Найдя Ганнибала, княжна так обрадовалась, что теперь каждое утро по нескольку часов носилась на нем по полям и лесам Марфина, придумывая себе все новые маршруты. Дел по хозяйству, за которыми она обещала наблюдать, оказалось немного, да и хозяйство под разумным руководством управляющего было поставлено так, что не требовалось особенного вмешательства с ее стороны, и девушка была свободна.

Этот воздух свободы опьянил Долли, и она постепенно забыла о причинах, приведших их сюда, и когда в конце второй недели пребывания в Марфино, летя на Ганнибале, она услышала за спиной выстрел, девушка решила, что ей показалось. Прискакав к конюшне, княжна осмотрела коня, на нем не было ни одной царапины, свиста пули она тоже не слышала. Неужели она ошиблась? Но червь сомнения уже засел в мозгу, и Долли задумалась. Хорошо, пусть она не ошиблась, и Островский нашел их — ведь это было нетрудно: ямщики довезли семью прямо до Марфино. Что можно сделать? Предупредить тетушку? Она начет нервничать — что совсем плохо, а уехать до возвращения Ивана Ильича они не могут. Значит, нужно кататься только по парку, и уехать как можно скорее.

Приняв решение, княжна поспешила к дому и, скрывая свои опасения от домашних, каталась с тех пор только по двору и парку, с нетерпением ожидая возвращения управляющего. Иван Ильич приехал через два дня и сообщил графине, что в ее доме в Москве все готово, и они могут переезжать. Апраксина велела позвать Долли, без совета которой теперь не принимала никаких решений, и, обсудив всё втроем, они договорились, что из имения женщины выедут завтра в пять часов утра на двух тройках. В кареты решили запрячь тех лошадей, которые потом останутся в Москве. Кучера тоже должны были остаться с хозяевами.

Договорившись с управляющим, женщины пошли предупредить Лизу и Дашу. Пока они поднимались по лестнице, Долли спросила:

— Тетушка, а сарафаны нам сшили?

— Я велела их сшить в первую очередь, — ответила графиня, — как только поняла, что ты задумала.

— Вот и отлично, значит, мы нарядимся крестьянками, вы поедете в первой карете с горничными, а мы — во второй, с вещами, — предложила княжна.

— Так и сделаем. Ах, Лисичка, ты всегда придумаешь хитрый выход из любого положения. Ну, давай собираться, пока этот упырь нас в Марфино не нашел.

Долли промолчала. Уверенности в том, что Островский нашел их, у нее не было, да если бы и была, волновать тетку она решила только в самом крайнем случае.


Лаврентий уже две недели жил в номерах при трактире в селе Троицком на старой Калужской дороге.
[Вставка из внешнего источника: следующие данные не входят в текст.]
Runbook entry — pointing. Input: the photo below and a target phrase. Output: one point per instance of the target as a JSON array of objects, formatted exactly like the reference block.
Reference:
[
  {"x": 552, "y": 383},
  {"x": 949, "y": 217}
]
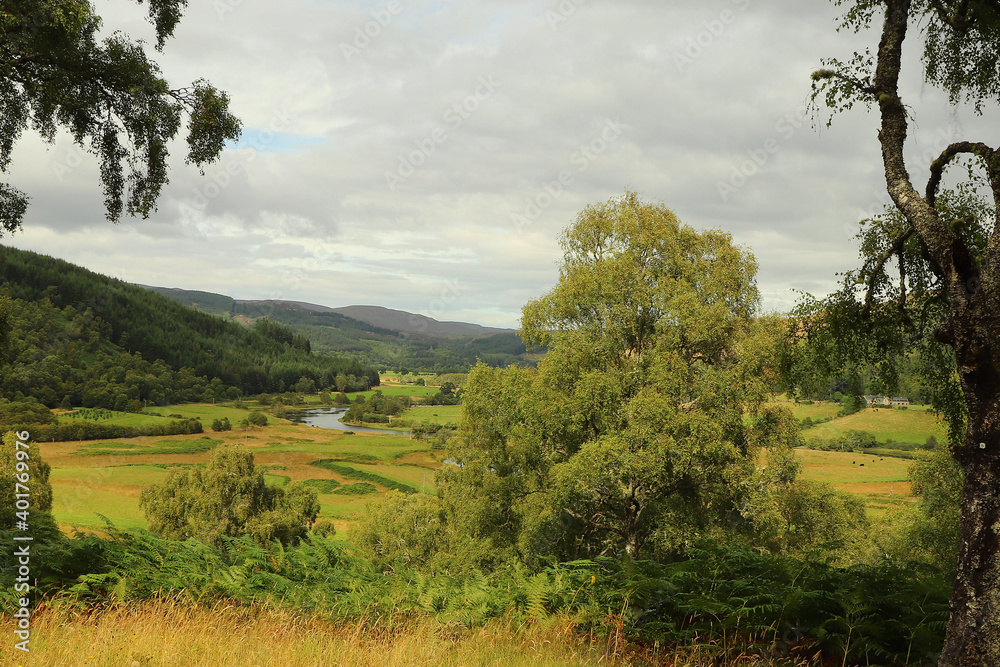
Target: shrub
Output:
[{"x": 227, "y": 498}]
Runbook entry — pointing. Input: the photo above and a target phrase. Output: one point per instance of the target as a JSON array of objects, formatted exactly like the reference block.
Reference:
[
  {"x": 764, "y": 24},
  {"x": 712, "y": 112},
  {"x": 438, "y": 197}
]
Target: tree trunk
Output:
[{"x": 973, "y": 636}]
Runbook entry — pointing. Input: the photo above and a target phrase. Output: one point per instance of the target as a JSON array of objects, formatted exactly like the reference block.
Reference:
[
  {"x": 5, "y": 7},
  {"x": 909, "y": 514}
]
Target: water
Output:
[{"x": 330, "y": 418}]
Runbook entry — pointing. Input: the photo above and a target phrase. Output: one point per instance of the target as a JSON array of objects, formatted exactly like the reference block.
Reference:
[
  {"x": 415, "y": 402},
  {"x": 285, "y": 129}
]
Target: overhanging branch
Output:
[{"x": 979, "y": 149}]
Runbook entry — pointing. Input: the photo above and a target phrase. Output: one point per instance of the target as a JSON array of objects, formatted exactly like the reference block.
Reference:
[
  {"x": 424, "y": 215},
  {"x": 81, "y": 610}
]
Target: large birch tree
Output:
[{"x": 954, "y": 242}]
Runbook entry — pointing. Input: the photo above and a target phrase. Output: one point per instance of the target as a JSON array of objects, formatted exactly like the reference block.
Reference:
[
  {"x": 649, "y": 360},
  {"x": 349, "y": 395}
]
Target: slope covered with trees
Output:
[
  {"x": 87, "y": 339},
  {"x": 336, "y": 333}
]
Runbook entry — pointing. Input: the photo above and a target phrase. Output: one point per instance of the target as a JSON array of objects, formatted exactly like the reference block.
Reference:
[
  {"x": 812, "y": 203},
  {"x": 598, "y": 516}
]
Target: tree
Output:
[
  {"x": 54, "y": 73},
  {"x": 945, "y": 246},
  {"x": 20, "y": 462},
  {"x": 227, "y": 498},
  {"x": 631, "y": 435}
]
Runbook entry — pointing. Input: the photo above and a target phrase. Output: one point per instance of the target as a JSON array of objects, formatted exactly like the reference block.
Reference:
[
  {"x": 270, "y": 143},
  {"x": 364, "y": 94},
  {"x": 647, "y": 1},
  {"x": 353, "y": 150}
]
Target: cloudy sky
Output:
[{"x": 425, "y": 154}]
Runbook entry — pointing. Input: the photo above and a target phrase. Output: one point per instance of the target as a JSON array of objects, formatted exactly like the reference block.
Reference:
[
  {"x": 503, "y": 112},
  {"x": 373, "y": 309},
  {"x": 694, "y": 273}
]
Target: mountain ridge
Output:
[{"x": 382, "y": 317}]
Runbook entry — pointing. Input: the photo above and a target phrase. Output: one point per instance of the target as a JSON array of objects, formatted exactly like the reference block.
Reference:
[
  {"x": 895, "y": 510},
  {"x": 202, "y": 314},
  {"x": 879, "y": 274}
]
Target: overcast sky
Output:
[{"x": 425, "y": 154}]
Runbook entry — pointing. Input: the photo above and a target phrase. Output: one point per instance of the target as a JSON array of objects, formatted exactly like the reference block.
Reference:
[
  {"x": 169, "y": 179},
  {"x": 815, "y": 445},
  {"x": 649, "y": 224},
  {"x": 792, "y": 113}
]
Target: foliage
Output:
[
  {"x": 221, "y": 424},
  {"x": 55, "y": 73},
  {"x": 337, "y": 334},
  {"x": 932, "y": 537},
  {"x": 942, "y": 245},
  {"x": 448, "y": 394},
  {"x": 631, "y": 435},
  {"x": 729, "y": 600},
  {"x": 22, "y": 471},
  {"x": 105, "y": 343},
  {"x": 376, "y": 408},
  {"x": 228, "y": 498}
]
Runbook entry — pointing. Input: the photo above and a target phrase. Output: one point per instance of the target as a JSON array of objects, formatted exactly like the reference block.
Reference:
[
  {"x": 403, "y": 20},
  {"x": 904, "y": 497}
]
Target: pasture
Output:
[
  {"x": 434, "y": 414},
  {"x": 910, "y": 426},
  {"x": 105, "y": 477},
  {"x": 94, "y": 478}
]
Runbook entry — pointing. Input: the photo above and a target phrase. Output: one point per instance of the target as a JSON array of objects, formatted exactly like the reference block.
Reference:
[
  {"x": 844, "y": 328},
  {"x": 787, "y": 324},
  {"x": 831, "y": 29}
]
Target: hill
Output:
[
  {"x": 412, "y": 323},
  {"x": 86, "y": 339},
  {"x": 422, "y": 344}
]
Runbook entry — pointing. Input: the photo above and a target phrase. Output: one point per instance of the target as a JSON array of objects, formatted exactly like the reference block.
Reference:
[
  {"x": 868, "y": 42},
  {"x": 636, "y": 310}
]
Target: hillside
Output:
[
  {"x": 412, "y": 323},
  {"x": 442, "y": 347},
  {"x": 91, "y": 340}
]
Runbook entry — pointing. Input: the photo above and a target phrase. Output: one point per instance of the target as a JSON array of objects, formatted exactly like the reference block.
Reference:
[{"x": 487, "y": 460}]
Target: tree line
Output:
[{"x": 79, "y": 338}]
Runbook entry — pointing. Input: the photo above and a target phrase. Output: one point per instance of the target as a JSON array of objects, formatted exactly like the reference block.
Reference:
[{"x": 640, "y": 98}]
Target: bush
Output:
[
  {"x": 227, "y": 498},
  {"x": 221, "y": 424}
]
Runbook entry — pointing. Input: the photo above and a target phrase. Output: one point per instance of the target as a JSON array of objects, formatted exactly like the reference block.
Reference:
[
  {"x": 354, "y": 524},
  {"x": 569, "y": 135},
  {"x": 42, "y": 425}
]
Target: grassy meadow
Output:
[
  {"x": 910, "y": 426},
  {"x": 348, "y": 470},
  {"x": 162, "y": 633},
  {"x": 95, "y": 478}
]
Отсюда до Марфино было почти пятнадцать верст, но ближе приличного жилья не было, а селиться в крестьянских избах он не хотел, чтобы не привлекать к себе внимания помещиков.

Выследить женщин молодому человеку не составило никакого труда. Он отставал от них на перегон и, приезжая на почтовую станцию после Черкасских, как бы невзначай расспрашивал смотрителя и ямщиков, а потом четко следовал по следам беглянок. На почтовой станции в этом селе он узнал, что графиня Апраксина взяла лошадей до Марфина, и, дождавшись возвращения ямщиков, убедился, что кареты доехали именно до этого имения.
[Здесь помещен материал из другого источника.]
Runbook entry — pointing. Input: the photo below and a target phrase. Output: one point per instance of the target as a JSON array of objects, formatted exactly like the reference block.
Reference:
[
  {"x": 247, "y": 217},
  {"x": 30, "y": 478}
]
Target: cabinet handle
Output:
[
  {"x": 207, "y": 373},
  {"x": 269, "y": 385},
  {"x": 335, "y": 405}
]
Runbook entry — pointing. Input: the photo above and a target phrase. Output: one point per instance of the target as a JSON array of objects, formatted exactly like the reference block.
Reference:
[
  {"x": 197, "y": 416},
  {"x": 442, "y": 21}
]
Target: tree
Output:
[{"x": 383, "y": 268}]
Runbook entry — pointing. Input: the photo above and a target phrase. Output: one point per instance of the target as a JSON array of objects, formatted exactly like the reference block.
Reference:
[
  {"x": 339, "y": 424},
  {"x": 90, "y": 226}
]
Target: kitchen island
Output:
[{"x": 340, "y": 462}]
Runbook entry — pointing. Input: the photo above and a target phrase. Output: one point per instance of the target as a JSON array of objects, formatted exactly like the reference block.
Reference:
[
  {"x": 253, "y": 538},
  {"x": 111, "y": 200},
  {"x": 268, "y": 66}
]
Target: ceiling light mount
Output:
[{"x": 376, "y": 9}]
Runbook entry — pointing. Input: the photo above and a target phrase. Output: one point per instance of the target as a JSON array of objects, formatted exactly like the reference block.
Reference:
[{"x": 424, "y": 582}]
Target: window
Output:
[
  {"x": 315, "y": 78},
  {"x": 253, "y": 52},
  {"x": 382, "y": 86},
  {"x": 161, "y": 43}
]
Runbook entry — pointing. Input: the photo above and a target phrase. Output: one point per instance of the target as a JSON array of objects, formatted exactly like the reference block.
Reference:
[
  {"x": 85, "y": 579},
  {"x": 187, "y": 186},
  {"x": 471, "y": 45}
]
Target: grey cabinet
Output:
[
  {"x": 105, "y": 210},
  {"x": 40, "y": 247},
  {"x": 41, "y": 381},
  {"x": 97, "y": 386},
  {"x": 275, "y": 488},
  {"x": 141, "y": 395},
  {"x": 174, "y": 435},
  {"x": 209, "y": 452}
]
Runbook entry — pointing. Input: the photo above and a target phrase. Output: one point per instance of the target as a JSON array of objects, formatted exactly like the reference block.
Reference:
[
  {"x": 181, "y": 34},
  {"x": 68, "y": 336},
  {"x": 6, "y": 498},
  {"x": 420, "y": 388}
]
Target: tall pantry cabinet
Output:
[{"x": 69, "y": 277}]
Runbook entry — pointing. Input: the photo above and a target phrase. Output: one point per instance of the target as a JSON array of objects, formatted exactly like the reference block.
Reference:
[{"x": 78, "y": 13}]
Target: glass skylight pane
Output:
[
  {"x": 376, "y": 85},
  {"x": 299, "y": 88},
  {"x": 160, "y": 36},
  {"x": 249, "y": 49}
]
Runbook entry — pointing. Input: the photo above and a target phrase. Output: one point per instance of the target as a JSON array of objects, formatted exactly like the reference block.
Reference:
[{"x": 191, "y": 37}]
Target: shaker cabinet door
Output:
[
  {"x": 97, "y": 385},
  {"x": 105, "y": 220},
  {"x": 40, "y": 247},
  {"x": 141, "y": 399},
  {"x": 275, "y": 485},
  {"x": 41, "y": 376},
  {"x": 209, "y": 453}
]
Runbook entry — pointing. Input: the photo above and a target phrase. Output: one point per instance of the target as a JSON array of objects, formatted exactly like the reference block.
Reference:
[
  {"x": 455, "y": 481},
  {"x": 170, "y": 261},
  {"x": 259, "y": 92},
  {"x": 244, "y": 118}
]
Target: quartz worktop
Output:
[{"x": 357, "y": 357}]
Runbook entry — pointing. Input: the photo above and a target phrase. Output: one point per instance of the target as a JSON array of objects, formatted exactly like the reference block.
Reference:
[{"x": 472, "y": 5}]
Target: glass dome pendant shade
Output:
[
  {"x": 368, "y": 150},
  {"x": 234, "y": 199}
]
Сняв номер при трактире, Лаврентий отдохнул, наконец, от дороги и через день занялся главным делом. Теперь это дело занимало все его мысли: он должен был убить этих мерзких и опасных баб, но сначала собирался получить удовольствие. Островский мечтал, как будет заниматься ими по очереди: сначала разделается с учительской дочкой, а уж потом возьмется за княжну. Он предвкушал их крики и мольбы о пощаде, и в душе молодого человека просыпалась радость предвкушения: он рассчитается с княжной за все — за крушение своих планов, за Иларию и за потерю имения.
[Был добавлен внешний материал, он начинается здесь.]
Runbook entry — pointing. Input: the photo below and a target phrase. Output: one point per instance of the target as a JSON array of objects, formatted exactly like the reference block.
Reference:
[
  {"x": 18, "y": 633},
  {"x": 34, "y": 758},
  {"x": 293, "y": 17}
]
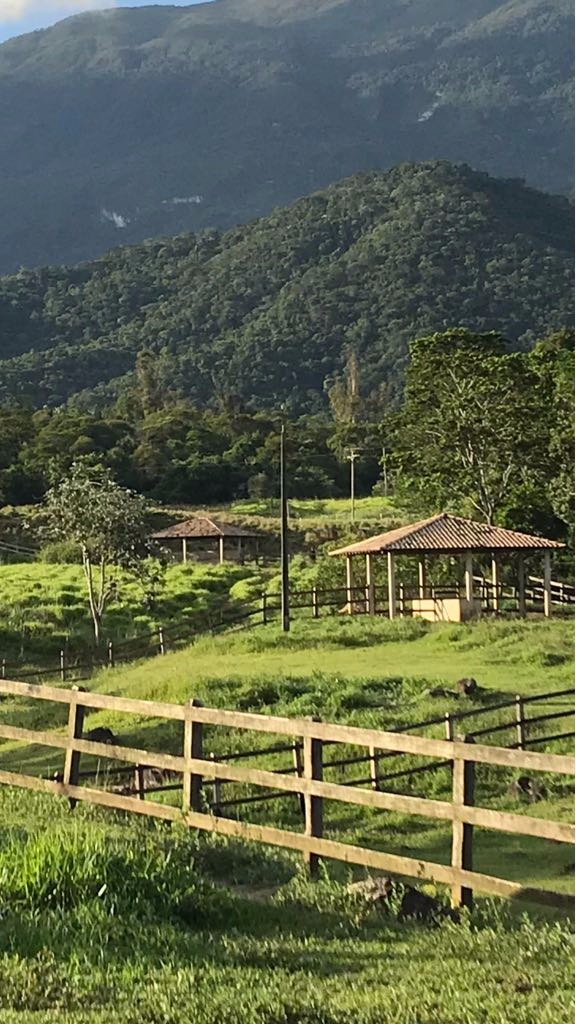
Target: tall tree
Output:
[
  {"x": 107, "y": 521},
  {"x": 468, "y": 431}
]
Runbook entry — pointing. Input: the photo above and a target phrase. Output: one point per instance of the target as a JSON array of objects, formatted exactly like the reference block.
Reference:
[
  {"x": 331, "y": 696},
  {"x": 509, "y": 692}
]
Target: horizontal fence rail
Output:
[{"x": 191, "y": 771}]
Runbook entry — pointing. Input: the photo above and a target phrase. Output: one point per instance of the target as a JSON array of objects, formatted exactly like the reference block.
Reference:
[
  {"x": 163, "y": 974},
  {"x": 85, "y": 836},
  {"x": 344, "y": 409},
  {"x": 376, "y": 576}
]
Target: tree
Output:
[
  {"x": 107, "y": 521},
  {"x": 469, "y": 428}
]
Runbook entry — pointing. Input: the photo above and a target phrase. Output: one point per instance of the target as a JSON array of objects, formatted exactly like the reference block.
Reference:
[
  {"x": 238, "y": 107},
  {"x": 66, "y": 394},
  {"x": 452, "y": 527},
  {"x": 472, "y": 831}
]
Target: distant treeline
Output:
[{"x": 480, "y": 430}]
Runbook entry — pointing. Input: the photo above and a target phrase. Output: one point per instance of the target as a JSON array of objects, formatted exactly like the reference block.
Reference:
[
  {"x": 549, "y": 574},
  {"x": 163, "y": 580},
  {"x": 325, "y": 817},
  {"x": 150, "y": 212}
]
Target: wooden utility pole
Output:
[{"x": 284, "y": 535}]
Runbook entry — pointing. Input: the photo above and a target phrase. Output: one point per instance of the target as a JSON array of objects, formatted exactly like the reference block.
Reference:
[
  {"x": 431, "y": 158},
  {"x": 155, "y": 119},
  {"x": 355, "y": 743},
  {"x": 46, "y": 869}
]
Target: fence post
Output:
[
  {"x": 313, "y": 805},
  {"x": 462, "y": 796},
  {"x": 520, "y": 723},
  {"x": 298, "y": 768},
  {"x": 216, "y": 791},
  {"x": 139, "y": 782},
  {"x": 373, "y": 768},
  {"x": 75, "y": 728},
  {"x": 192, "y": 781}
]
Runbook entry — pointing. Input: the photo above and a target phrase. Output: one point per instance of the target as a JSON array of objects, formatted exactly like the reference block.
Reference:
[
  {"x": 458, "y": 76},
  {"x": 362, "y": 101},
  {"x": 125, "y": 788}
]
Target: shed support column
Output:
[
  {"x": 468, "y": 577},
  {"x": 350, "y": 608},
  {"x": 521, "y": 588},
  {"x": 421, "y": 577},
  {"x": 547, "y": 585},
  {"x": 370, "y": 592},
  {"x": 495, "y": 585},
  {"x": 392, "y": 586}
]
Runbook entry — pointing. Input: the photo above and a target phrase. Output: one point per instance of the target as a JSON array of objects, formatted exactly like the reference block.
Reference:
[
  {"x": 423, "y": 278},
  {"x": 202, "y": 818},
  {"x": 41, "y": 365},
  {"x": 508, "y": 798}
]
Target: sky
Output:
[{"x": 17, "y": 16}]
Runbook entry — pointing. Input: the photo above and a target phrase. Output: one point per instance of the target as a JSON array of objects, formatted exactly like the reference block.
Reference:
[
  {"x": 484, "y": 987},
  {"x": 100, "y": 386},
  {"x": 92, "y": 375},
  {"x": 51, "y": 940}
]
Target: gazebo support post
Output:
[
  {"x": 421, "y": 578},
  {"x": 495, "y": 585},
  {"x": 468, "y": 576},
  {"x": 350, "y": 608},
  {"x": 521, "y": 587},
  {"x": 392, "y": 586},
  {"x": 547, "y": 585},
  {"x": 370, "y": 592}
]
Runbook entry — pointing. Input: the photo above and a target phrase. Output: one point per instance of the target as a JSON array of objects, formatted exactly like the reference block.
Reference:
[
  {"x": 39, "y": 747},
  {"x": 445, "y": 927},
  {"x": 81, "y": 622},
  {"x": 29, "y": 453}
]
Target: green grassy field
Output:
[{"x": 107, "y": 919}]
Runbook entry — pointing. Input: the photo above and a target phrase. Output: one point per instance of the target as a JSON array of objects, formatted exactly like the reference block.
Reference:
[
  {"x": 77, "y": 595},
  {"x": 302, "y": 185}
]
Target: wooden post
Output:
[
  {"x": 192, "y": 781},
  {"x": 495, "y": 585},
  {"x": 547, "y": 585},
  {"x": 313, "y": 805},
  {"x": 468, "y": 576},
  {"x": 216, "y": 790},
  {"x": 520, "y": 723},
  {"x": 75, "y": 727},
  {"x": 462, "y": 796},
  {"x": 298, "y": 768},
  {"x": 373, "y": 768},
  {"x": 348, "y": 586},
  {"x": 392, "y": 586},
  {"x": 421, "y": 578},
  {"x": 521, "y": 588},
  {"x": 370, "y": 588},
  {"x": 139, "y": 786}
]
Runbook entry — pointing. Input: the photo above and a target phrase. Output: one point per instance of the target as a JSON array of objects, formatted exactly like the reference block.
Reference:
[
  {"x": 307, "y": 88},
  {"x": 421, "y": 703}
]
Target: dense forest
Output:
[
  {"x": 481, "y": 430},
  {"x": 268, "y": 314},
  {"x": 128, "y": 124}
]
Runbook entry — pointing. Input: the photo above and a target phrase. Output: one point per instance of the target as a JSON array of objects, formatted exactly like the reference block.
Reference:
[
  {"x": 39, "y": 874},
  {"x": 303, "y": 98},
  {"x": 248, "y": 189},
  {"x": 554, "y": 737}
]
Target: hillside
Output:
[
  {"x": 266, "y": 312},
  {"x": 129, "y": 124}
]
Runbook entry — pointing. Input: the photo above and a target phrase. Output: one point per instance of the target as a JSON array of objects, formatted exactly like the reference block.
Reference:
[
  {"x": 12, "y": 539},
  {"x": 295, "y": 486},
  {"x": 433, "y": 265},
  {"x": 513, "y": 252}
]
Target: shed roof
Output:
[
  {"x": 447, "y": 534},
  {"x": 201, "y": 526}
]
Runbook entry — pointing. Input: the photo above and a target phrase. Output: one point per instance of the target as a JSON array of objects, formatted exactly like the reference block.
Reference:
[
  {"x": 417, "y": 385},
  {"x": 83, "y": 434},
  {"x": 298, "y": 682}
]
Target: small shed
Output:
[
  {"x": 448, "y": 535},
  {"x": 204, "y": 539}
]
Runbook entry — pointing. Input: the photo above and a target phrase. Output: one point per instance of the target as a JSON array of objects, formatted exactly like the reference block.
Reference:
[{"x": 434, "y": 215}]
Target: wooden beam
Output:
[{"x": 304, "y": 844}]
Хотя имение он все-таки продал. Лаврентий вспомнил, что, найдя этого жадного частного маклера, он не до конца верил, что афера удастся, но терять было все равно нечего, и он пообещал наглецу половину от полученных денег. Только за это опытный аферист, сразу распознавший в Островском человека, припертого к стенке, соглашался принять участие в деле. Лаврентий назначил Сидихину встречу в роще на краю уездного городка и, чтобы тот мог оторваться от возможной слежки, показал проход через лавку, продававшую ткани, которым иногда пользовался сам. Когда довольный маклер появился в роще и протянул ему маленький сверток с деньгами, Лаврентий достал из-за пояса пистолет и выстрелил ему прямо в лоб. Как он и предполагал, вторая половина денег была в поясе убитого. Забрав паспорт, часы и табакерку из кармана Сидихина, он сунул в этот карман свои часы с приметной дарственной надписью от отца.

Молодой человек быстро положил труп на заранее собранный сосновый лапник, закидал его сверху ветками и поджег костер. Пропитанные смолой сучья горели хорошо, и скоро пламя поднималось выше человеческого роста. Лаврентий посмотрел на затертый паспорт, выписанный на имя Феофана Михайлова Сидихина. Он усмехнулся — под таким смешным именем ему теперь придется жить. Молодой человек собирался назавтра застрелить обеих девчонок, подкараулив их в Ратманово, а потом уехать, но, переночевав в пустой избушке егеря в дубовой роще, он приехал на рассвете в поместье, чтобы увидеть отъезд намеченных жертв.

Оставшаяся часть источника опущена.